I love my Curado 200E7. I can easily freeline shrimp and throw very light lures. It works great. But, you will not be able to throw anything light against the wind regardless of reel.


----------



## trout250 (Aug 24, 2005)

a lot depends on your rod also. we use the old green curados that have been super tuned, or if you prefer just been cleaned really good, to fish ttf trout killers or saltwater assiassins with just a worm hook to fish under the lights.
Like they said you don't do much againist the wind.


----------



## Mike B Fishin (Aug 11, 2006)

The one with the lightest weight spool will have the least inertia which will cast the light weight lures the easiest. The Mg50 works good for me.


----------



## plgorman (Jan 10, 2008)

50mg or a good spinning reel would do you better for light tackle.


----------



## Bantam1 (Jun 26, 2007)

The Core 50MG7 is the reel designed for super light lures. It has the lightest spool out of all our baitcast reels. The other would be the Calais 100A. These two reels are what I use for the super light stuff.
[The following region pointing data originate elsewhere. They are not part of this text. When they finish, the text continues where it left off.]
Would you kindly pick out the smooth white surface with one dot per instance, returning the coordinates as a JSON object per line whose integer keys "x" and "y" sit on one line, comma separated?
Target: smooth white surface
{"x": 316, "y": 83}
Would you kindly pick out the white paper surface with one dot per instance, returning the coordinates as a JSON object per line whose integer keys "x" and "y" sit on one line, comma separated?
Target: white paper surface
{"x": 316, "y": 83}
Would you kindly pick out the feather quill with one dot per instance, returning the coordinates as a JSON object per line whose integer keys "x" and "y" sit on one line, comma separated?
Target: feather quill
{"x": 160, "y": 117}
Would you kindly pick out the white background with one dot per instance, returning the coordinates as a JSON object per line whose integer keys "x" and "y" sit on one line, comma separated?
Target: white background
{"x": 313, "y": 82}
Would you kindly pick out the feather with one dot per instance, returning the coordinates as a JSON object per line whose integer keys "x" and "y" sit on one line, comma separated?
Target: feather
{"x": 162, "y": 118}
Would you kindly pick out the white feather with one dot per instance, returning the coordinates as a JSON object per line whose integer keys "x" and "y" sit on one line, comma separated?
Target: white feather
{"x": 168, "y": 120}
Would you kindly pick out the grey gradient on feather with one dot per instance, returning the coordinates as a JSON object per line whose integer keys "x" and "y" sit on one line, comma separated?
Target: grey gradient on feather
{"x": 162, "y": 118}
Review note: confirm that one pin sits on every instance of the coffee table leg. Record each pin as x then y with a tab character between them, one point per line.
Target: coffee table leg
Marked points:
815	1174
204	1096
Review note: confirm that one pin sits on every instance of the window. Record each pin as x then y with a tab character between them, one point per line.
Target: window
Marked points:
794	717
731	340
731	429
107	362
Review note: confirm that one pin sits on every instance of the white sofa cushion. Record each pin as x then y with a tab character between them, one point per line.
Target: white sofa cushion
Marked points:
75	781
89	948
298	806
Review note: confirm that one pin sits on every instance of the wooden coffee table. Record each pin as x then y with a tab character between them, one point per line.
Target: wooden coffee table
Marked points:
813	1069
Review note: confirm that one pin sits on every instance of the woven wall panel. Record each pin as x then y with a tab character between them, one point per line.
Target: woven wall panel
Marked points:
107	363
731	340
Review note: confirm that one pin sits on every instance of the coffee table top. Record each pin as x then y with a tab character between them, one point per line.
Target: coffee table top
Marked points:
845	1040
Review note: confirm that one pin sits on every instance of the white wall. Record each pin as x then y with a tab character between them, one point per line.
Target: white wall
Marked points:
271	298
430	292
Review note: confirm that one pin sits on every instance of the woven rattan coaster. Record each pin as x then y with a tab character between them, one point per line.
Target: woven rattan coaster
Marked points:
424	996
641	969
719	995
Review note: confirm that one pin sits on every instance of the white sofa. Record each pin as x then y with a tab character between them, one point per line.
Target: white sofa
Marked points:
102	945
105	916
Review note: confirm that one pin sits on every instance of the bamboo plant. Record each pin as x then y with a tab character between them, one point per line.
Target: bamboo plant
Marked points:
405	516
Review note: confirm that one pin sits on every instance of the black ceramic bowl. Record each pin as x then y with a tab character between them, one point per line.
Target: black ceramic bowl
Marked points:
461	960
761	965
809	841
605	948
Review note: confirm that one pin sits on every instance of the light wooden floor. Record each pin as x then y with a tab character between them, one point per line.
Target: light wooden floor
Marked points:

I have thrown 1/8-3/16 ounce lures with both these reels.


----------



## LaAngler (Mar 11, 2008)

my chronarch 100D does great with light jigs, better than my old B model

better casting distance with big baits also....


----------



## Bassaholic (Apr 20, 2009)

X3 on the 50MG. I predominately bass fish and I pitch 1/8oz shakey head with a roboworm all day. I can flip those little guys just as far as my fishing buddy and his 1oz flippin jig.


----------



## fishsmart (Dec 5, 2004)

FYI - I use a Chronarch 50mg with a Loomis GLX MBR782 for 1/8 oz Johnson weedless gold spoons. Using a fast tip rod designed for light baits is critical. I can also use this rod for 1/2oz baits.

Charles


----------



## corpus shorty (Oct 31, 2007)

they all are...just take all the brakes off...seriously..but have your thumb ready..


----------